Barani et al. have shown the dosimetrical feasibility of NSC-preserving radiotherapy, even when the target was a periventricular lesion. They used inverse-planned intensity-modulated radiotherapy in two clinical scenarios—brain metastatic disease and primary high-grade glioma—to achieve cumulative dose reductions of 65% and 25% in the NSC compartments, respectively, compared with conventional radiotherapy [30]. Investigators at Rush University Medical Center also tested the feasibility of dosimetrically sparing the hippocampus and the SVZ (a 5-mm expansion around the lateral ventricle) during helical tomotherapy with WBRT and PCI. They found mean doses of 11.5 Gy in the PCI plan and 11.8 Gy in the WBRT plan for the hippocampus and SVZ, while treating the rest of the brain with 30 Gy in 15 fractions (PCI) or 35 Gy in 14 fractions (WBRT) with a V100 of 95%. They achieved the reduction in BED late effects of 73.8% in the hippocampus and 65.8% in the SVZ through a PCI study plan, compared with a standard plan. For the WBRT study plan, the reductions were 78.6% and 70.8% in the hippocampus and the SVZ, respectively [31]. Thus, to dosimetrically spare the NSC compartments has been proven to be feasible.

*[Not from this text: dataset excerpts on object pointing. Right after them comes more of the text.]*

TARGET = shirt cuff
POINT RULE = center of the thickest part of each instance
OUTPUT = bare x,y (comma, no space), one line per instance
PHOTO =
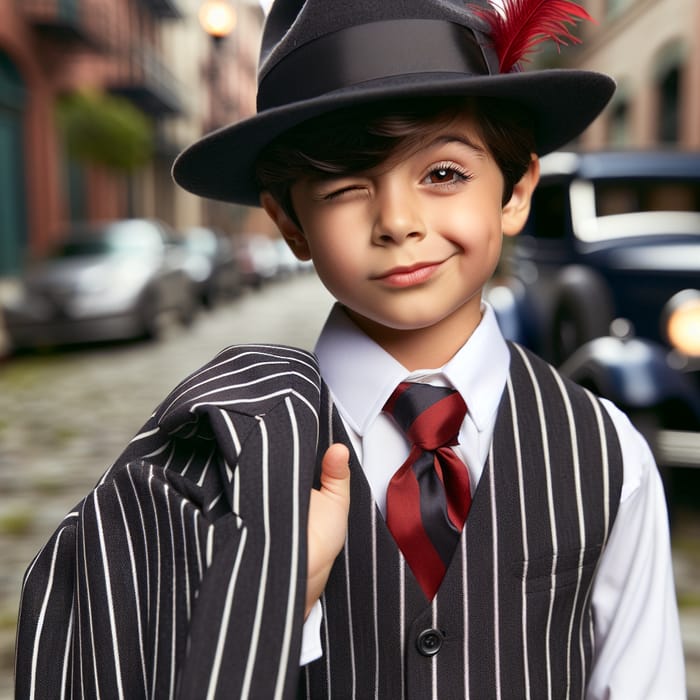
311,648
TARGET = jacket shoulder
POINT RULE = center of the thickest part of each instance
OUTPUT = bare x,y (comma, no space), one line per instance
247,379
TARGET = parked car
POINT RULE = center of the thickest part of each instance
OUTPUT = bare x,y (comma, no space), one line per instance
211,264
605,282
258,259
106,281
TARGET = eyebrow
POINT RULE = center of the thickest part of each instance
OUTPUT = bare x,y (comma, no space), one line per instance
455,138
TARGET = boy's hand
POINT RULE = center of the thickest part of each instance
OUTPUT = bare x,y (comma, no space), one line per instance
328,520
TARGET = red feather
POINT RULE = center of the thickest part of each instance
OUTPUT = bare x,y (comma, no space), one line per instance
523,24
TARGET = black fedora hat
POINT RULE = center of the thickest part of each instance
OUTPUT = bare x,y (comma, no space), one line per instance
321,55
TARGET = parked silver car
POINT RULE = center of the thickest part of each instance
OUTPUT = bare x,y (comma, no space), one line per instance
107,281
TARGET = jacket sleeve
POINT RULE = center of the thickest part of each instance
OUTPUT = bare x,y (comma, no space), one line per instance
183,573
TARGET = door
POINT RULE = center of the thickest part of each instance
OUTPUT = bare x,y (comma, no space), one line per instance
13,234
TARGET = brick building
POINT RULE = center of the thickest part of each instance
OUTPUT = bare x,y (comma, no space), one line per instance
652,49
155,54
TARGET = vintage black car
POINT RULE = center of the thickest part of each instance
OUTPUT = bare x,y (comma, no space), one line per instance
604,282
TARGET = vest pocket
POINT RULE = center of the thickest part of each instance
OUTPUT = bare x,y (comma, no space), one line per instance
557,571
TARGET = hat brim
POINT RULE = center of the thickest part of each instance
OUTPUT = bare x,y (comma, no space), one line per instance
221,165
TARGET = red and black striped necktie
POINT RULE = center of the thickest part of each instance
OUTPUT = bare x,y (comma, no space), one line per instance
428,497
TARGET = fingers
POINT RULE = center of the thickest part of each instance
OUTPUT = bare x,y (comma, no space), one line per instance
335,471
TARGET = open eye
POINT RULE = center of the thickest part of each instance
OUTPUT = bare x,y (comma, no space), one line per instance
446,174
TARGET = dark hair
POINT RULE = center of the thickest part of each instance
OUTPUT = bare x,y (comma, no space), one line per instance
357,139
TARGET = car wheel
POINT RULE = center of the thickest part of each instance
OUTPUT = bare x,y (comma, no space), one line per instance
582,311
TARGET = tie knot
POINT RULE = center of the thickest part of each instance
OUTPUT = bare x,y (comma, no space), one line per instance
430,416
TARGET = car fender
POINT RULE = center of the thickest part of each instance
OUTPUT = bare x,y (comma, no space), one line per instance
631,372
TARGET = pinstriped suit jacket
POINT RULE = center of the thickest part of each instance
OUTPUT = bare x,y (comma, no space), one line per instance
183,573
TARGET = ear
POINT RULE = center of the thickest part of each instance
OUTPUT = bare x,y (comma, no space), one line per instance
291,233
516,210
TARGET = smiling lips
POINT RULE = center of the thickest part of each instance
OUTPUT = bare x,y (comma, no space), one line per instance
408,276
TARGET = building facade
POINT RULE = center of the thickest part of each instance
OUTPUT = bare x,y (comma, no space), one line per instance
652,49
153,54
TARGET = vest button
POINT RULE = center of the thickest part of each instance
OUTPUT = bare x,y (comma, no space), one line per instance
429,642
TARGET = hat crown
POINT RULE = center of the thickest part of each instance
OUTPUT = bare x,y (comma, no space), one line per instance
293,23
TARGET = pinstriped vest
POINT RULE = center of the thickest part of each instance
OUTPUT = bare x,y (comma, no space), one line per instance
512,618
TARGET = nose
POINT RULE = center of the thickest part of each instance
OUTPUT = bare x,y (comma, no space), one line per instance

As a retrospective and single-institution study, our data has some inevitable limitations. However, our results are consistent with other studies [8, 28]. Thus, we believe that it is reasonable to selectively reduce doses to the two NSC compartments, while simultaneously treating other parts of the brain with full doses. The rate of involvement of NSC regions after conformal avoidance with WBRT and PCI needs to be elucidated in future clinical trials. Based on current findings of the NSC region involvement in oligometastatic patients, we are performing a study of dosimetric feasibility to examine the advantages and risks of sparing NSC-containing areas in oligometastatic patients (WBRT plan) and extensive SCLC patients with a response to chemotherapy (PCI plan). Plans will be conducted in two situations: PCI (25 Gy in 10 fractions) and standard WBRT (30 Gy in 10 fractions).

CONCLUSIONS

Our retrospective review of 2270 metastases in 488 patients found that the volume of the NSC regions accounted for 2.23% of the whole brain, but the incidence of involvement of the NSC compartments was 1.1%, and almost all of NSC lesions were limited in non-oligometastatic patients. We believe our data support the case for selective reduction of doses to these aforementioned structures when treating oligometastatic patients with WBRT, or locally advanced-stage SCLC patients with PCI.